IN THE FOREST OF ARDEN

 
  Go with me: if you like, upon report,
  The soil, the profit, and this kind of life,
  I will your very faithful factor be,
  And buy it with your gold right suddenly.
 

"AND I FOR ROSALIND"

Chapter XXI
In the Forest of Arden

I
 
    Under the greenwood tree,
    Who loves to lie with me,
    And turn his merry note
    Unto the sweet bird's throat,
  Come hither, come hither, come hither.
 

Rosalind had just laid a spray of apple blossoms on the study table.

"Well," I said, "when shall we start?"

"To-morrow."

Rosalind has a habit of swift decision when she has settled a question in her own mind, and I was not surprised when she replied with a single decisive word.

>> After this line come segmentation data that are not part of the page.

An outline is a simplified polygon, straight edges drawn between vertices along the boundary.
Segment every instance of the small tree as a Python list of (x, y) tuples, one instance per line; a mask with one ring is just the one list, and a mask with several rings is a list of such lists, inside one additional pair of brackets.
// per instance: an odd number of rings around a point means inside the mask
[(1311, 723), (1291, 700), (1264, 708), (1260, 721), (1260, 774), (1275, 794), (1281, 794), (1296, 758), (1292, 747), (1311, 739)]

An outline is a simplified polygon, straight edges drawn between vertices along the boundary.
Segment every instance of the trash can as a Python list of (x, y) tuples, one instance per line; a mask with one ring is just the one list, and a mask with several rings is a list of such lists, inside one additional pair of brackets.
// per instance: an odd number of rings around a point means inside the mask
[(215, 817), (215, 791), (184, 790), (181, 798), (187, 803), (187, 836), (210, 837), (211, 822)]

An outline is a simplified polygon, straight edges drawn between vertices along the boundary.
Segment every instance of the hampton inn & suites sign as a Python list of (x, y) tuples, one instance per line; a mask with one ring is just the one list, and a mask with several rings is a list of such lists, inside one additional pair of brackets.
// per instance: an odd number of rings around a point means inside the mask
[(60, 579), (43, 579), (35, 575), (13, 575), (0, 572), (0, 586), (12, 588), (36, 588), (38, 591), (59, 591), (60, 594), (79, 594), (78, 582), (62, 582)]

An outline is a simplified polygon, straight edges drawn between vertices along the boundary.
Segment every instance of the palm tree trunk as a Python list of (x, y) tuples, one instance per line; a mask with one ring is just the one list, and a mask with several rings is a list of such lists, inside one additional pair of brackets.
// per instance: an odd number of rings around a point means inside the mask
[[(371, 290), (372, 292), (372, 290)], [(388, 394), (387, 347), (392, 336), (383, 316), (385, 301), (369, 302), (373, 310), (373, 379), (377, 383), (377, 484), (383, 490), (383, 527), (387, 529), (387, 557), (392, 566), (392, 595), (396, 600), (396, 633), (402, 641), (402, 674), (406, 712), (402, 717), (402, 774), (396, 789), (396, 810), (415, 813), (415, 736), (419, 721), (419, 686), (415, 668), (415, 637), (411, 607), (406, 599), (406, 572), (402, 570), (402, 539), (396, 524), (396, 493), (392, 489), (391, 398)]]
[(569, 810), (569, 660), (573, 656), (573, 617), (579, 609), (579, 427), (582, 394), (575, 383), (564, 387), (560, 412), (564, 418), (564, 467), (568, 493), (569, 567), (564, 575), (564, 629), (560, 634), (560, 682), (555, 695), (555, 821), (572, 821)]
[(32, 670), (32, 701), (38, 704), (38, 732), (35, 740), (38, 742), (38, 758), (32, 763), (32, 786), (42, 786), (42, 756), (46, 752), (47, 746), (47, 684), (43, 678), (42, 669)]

But she also has a habit of making thorough preparation for any undertaking, and now she was quietly proposing to go off for the summer the very next day, and not a trunk was packed, not a seat secured in any train, not a movement made toward any winding up of household affairs. I had great faith in her ability to execute her plans with celerity, but I doubted whether she could be ready to turn the key in the door, bid farewell to the milkman and the butcher, and start the very next day for the Forest of Arden. For several past seasons we had planned this bold excursion into a country which few persons have seemed to know much about since the day when a poet of great fame, familiar with many strange climes and peoples, found his way thither and shared the golden fortune of his journey with all the world. Winter after winter before the study fire, we had made merry plans for this trip into the magical forest; we had discussed the best methods of travelling where no roads led; we had enjoyed in anticipation the surmises of our neighbours concerning our unexplained absence, and the delightful mystery which would always linger about us when we had returned, with memories of a landscape which no eyes but ours had seen these many years, and of rare and original people whose voices had been silent in common speech so many generations that only a few dreamers like ourselves even remembered that they had ever spoken. We had looked along the library shelves for the books we should take with us, until we remembered that in that country there were books in the running streams. Rosalind had gone so far as to lay aside a certain volume of sermons whose aspiring note had more than once made music of the momentary discords of her life; but I reminded her that such a work would be strangely out of place in a forest where there were sermons in stones. Finally we had decided to leave books behind and go free-minded as well as free-hearted. It had been a serious question how much and what apparel we should take with us, and that point was still unsettled when the apple trees came to their blossoming. It is a theory of mine that the chief delight of a vacation from one's usual occupations is freedom from the tyranny of plans and dates, and thus much Rosalind had conceded to me.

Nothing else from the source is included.